A Stranger.

Day sixteen: Imagine a job in which  you had to sift through forgotten or lost belongings. I’m back with hopefully more inspiration. So sorry for being late on the Writing 101 posts, I’m catching up now! 


I was going to do a third installment on the how the flood affected my family and I’s life, but I didn’t like the direction it was taking and it started to fizzle out. Surprisingly, day 16’s prompt reminded me of a time where I actually had to sift through someone’s belongings.

Years ago, I used to work for an individual that owned several rental properties around the town I lived in. Due to his lack of time, he often didn’t have time to conduct in depth interviews and background checks of this tennants. Because of this, he was often left with renters that didn’t pay rent on time or trashed his properties. Whenever he had a tenant turnover, it was my job to clean the place to that it would be ready for the new occupant. He had one particular delinquent tenant at his rental close to my own house, and though I don’t know the details, they were more or less forced out of the home from services that took children away from unfit parents.

It was a sad house, when I first arrived. The air was dank. Dishes were still in the sink, food left on the counter. It appeared as though they were forcibly removed from the house in the middle of dinner.  A coffee filter with grounds still in it was left on the edge of the sink and had hardened leaving a circular stain. In the master bedroom, there was a double mattress on the floor, old coke cans everywhere and cigarette butts sprinkled all over the floor. There was a child’s room down the hall, crayon photos taped to the walls. Old stuffed animals with the stuffing coming out. One single bathroom, a spare room filled with anonymous things that didn’t have a place. The basement was worse. An entire room filled from floor to the ceiling with old toys, clothes and camping items. You couldn’t even walk on the floor from all the loose stuff.

The first task was to throw everything away. A dumpster arrived and was placed on the driveway. I spent a full day throwing items into trash bags and hauling them out to the dumpster. I found myself sitting in the middle of the living room floor, going through an entire lives worth of items.

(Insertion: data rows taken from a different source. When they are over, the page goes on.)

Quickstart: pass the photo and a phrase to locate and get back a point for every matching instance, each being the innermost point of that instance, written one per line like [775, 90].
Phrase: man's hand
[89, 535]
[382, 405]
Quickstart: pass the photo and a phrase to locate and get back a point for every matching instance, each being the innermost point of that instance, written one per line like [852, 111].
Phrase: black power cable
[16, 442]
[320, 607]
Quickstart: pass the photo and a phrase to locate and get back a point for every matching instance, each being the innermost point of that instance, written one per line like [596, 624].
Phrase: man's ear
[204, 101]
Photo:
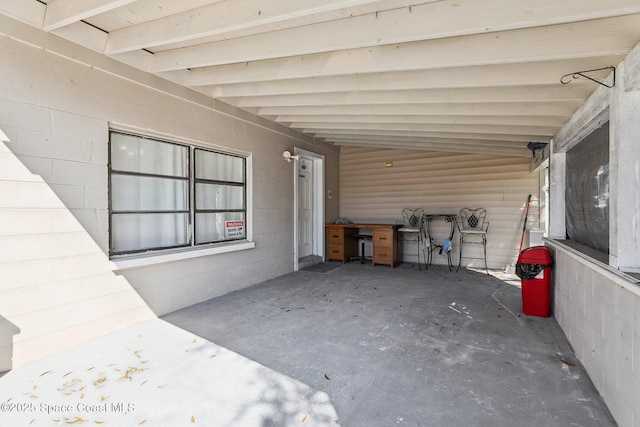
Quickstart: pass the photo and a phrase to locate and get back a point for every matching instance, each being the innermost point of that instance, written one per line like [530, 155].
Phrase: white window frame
[139, 259]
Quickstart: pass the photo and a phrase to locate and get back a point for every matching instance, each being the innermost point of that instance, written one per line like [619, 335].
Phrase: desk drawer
[335, 236]
[383, 238]
[335, 252]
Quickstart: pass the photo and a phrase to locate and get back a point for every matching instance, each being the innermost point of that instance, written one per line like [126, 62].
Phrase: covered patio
[336, 344]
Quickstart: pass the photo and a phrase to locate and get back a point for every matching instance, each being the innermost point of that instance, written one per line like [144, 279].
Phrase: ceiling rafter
[220, 18]
[423, 22]
[463, 76]
[60, 13]
[430, 54]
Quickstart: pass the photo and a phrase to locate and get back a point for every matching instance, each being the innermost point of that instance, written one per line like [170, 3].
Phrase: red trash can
[534, 268]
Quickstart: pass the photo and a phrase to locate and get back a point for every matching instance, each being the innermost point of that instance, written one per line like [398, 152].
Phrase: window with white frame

Old photos with the corners torn, birth certificate of their child, pay stubs, christmas cards. A family’s entire existence filtering through my fingers and into the trash. From all the paperwork, I deduced where the mother had worked. I wondered what had became of them. Where did they end up? Where was the child? From the room it appeared it was a little boy. Did he hurt? Was he lonely? The questions rattled around my brain and left me nauseous. I set aside a few things I didn’t have the heart to toss. The birth certificate, a couple of photos of the family, a small toy. I kept them, unsure of what I was going to do with them.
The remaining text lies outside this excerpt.